DDR-Zeitzeugin Edda Schönherz – Die Fernsehansagerin

Frau Schönherz ist in Berlin aufgewachsen, ging dort zur Schule und machte zunächst eine Ausbildung zur Großhandelskauffrau für Bekleidungstextilien. Ab 1966 studierte sie drei Jahre lang an der Fernsehakademie in Adlershof und machte eine Ausbildung zur Ansage- und Fernsehmoderatorin mit Grundkenntnissen der Journalistik.
Mit dem Beginn des Farbfernsehens in Ostdeutschland im Oktober 1969 wurde sie DDR-weit bekannt.

Edda Schönherz gehörte keiner Partei an und stand den Verhältnissen in der DDR kritisch gegenüber. Während eines Urlaubsaufenthaltes in Budapest erkundigte sie sich im August 1974 in den Botschaften der Bundesrepublik und der Vereinigten Staaten nach einer Möglichkeit, die DDR zu verlassen. Da die Botschaften observiert wurden, wurde sie einige Tage später in Ungarn festgenommen, ohne dass man ihr strafbare Handlungen nachweisen konnte. Im September 1974 wurde Edda Schönherz zur „Klärung eines Sachverhalts“ in die Untersuchungshaftanstalt des Ministeriums für Staatssicherheit in Berlin-Lichtenberg gebracht und drei Tage später von dort nach Berlin-Hohenschönhausen verbracht. Im Dezember verurteilte man sie wegen „staatsfeindlicher Verbindungsaufnahme“ und „Vorbereitung eines ungesetzlichen Grenzübertritts in besonders schwerem Fall“ zu drei Jahren Zuchthaus. Sie kam in das berüchtigte Frauengefängnis Hoheneck in Stollberg/Erzgebirge.

Nach der Entlassung aus der Haft sollte Edda Schönherz im September 1977 als Hilfskraft in einer Großbäckerei arbeiten, andernfalls drohte man ihr weitere zweieinhalb Jahre Arbeitserziehungshaft an.

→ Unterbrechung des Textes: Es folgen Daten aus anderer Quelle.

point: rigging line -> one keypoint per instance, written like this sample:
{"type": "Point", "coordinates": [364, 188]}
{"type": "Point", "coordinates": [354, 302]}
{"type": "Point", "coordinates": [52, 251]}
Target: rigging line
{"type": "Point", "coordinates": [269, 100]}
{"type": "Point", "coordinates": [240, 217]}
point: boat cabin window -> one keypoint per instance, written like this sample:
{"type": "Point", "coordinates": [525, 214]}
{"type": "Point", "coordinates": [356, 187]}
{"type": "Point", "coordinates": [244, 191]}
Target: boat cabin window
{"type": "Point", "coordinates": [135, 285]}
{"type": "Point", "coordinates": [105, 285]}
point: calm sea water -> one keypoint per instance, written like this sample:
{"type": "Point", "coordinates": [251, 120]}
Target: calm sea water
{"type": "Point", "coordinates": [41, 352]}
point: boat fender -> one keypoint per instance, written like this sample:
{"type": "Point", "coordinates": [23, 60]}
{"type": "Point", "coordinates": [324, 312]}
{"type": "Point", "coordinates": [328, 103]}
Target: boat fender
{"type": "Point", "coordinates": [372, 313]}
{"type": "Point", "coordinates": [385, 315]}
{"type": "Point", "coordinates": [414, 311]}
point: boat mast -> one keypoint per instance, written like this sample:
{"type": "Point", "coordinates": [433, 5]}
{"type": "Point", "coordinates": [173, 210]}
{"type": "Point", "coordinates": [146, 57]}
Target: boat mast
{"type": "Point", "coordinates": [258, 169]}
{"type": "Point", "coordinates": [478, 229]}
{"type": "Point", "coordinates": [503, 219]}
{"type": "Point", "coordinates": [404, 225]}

Sie fand jedoch eine Anstellung als Fotografin bei der Katholischen Kirche in Berlin.

Da Frau Schönherz an dem Ausreiseantrag für sich und ihre Kinder Annette und René festhielt, konnte sie im Dezember 1979 in die Bundesrepublik Deutschland ausreisen.

Von Mai 1980 bis 2000 war Edda Schönherz feste freie Mitarbeiterin und arbeitete als Ansagerin beim Bayerischen Fernsehen in München, wo sie unter anderem Sendungen wie Fastnacht in Franken zusammen mit Egon Helmhagen moderierte.

Ende 2002 kehrte Schönherz nach Berlin zurück und führt seit 2003 Besuchergruppen als Zeitzeugenreferentin für Politische Bildung durch die Gedenkstätte Hohenschönhausen.

2004 bildete Schönherz u. a. den Stammtisch der ehemaligen politischen Frauen aus Hoheneck.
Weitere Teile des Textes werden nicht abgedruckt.